POJ 2752 Seek the Name, Seek the Fame kmp失配函數next應用

編輯:關於C++
點擊打開鏈接
Seek the Name, Seek the Fame Time Limit: 2000MS Memory Limit: 65536K Total Submissions: 12791 Accepted: 6304

Description

The little cat is so famous, that many couples tramp over hill and dale to Byteland, and asked the little cat to give names to their newly-born babies. They seek the name, and at the same time seek the fame. In order to escape from such boring job, the innovative little cat works out an easy but fantastic algorithm:

Step1. Connect the father's name and the mother's name, to a new string S.
Step2. Find a proper prefix-suffix string of S (which is not only the prefix, but also the suffix of S).
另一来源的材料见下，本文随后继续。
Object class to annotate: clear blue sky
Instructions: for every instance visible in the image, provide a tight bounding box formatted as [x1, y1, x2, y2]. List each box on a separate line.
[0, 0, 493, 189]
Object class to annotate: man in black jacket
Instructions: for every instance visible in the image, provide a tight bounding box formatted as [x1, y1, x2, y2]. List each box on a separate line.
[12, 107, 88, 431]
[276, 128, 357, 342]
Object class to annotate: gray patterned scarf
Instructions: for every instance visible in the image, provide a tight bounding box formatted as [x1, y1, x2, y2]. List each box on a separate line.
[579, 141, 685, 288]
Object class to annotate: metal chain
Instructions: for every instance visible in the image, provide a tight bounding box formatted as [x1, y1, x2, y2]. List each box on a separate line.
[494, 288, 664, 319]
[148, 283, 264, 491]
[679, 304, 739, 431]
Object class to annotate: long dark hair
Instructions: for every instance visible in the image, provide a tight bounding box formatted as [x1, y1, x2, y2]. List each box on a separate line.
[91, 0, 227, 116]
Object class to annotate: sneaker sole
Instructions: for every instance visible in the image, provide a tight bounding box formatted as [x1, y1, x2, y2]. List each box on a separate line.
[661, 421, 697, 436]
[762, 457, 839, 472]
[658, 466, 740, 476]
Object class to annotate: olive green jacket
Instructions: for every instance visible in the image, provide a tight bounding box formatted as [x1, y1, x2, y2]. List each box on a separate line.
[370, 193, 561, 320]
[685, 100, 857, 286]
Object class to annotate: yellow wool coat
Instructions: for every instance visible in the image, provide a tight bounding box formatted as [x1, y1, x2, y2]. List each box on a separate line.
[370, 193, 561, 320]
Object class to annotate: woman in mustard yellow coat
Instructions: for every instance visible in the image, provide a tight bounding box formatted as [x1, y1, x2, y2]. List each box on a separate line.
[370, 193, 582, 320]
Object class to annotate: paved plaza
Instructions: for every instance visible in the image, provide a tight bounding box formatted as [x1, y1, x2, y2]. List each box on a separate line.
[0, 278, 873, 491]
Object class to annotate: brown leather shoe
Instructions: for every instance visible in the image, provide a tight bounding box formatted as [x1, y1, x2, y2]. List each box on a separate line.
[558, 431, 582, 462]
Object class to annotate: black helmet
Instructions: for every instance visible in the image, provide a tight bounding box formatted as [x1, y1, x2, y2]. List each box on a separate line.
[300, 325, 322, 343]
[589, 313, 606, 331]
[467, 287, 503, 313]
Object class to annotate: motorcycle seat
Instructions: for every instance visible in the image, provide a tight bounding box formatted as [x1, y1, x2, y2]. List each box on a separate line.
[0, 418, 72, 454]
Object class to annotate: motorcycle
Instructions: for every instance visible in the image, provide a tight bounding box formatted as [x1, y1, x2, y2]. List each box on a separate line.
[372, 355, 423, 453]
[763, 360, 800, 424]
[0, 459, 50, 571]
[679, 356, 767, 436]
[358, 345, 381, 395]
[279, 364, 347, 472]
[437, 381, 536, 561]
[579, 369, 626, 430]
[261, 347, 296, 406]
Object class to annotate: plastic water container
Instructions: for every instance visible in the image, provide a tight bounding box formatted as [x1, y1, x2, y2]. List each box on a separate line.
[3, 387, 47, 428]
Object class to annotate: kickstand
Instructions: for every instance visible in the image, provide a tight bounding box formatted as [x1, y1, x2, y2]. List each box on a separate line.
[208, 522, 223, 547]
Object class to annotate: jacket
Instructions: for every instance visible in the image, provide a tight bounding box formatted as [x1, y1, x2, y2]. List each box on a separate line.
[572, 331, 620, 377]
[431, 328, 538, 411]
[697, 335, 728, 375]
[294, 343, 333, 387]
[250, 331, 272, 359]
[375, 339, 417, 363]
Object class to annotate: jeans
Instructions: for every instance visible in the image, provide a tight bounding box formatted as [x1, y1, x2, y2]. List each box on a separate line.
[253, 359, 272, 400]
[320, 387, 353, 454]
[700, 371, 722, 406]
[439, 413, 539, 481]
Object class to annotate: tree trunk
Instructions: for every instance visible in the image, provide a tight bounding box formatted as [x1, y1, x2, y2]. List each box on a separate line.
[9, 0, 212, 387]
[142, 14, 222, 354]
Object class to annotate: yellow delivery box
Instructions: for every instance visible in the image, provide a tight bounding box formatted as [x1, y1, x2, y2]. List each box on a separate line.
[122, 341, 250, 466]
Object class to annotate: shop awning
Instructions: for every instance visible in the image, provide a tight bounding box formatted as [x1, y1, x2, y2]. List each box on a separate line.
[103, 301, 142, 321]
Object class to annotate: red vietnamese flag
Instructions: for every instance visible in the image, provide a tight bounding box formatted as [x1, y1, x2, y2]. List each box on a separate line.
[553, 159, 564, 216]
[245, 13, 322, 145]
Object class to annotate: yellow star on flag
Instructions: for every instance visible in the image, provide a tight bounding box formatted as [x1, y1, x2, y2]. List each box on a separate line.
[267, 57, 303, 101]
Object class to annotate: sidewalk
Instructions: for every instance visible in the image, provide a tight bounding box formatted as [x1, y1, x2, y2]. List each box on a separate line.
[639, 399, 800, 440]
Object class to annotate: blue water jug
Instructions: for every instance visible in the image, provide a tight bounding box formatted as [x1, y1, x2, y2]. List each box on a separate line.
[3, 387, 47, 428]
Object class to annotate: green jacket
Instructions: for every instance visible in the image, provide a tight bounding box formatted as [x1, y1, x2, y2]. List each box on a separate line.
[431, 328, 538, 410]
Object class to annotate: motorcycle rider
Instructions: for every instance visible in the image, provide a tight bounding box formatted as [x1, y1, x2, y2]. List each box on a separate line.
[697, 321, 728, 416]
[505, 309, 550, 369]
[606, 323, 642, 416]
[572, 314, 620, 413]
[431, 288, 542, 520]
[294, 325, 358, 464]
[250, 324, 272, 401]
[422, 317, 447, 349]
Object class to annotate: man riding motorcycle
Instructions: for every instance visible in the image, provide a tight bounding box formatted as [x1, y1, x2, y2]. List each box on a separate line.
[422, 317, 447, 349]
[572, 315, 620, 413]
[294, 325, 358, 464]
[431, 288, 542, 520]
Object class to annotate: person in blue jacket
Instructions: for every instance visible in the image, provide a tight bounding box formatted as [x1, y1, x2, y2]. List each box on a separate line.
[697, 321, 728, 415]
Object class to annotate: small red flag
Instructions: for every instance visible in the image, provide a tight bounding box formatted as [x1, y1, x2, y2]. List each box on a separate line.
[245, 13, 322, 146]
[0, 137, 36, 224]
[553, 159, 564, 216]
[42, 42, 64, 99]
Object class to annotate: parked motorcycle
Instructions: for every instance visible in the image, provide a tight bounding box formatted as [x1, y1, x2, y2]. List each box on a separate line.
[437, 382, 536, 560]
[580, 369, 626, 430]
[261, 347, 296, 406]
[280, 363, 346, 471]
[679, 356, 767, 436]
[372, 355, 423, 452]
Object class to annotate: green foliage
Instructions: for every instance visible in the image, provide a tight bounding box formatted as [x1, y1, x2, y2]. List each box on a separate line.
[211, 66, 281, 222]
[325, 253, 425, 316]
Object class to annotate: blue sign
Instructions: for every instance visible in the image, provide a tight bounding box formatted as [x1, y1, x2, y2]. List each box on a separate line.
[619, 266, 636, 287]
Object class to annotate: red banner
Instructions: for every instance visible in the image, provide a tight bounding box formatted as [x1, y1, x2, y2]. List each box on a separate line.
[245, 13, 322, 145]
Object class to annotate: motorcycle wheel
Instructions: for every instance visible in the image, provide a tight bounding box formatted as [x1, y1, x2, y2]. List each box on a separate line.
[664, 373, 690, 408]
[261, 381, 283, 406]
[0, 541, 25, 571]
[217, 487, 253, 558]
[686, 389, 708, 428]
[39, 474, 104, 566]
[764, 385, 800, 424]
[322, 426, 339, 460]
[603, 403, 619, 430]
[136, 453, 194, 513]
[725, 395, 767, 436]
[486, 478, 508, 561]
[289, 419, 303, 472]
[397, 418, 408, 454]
Example: Father='ala', Mother='la', we have S = 'ala'+'la' = 'alala'. Potential prefix-suffix strings of S are {'a', 'ala', 'alala'}. Given the string S, could you help the little cat to write a program to calculate the length of possible prefix-suffix strings of S? (He might thank you by giving your baby a name:)

Input

The input contains a number of test cases. Each test case occupies a single line that contains the string S described above.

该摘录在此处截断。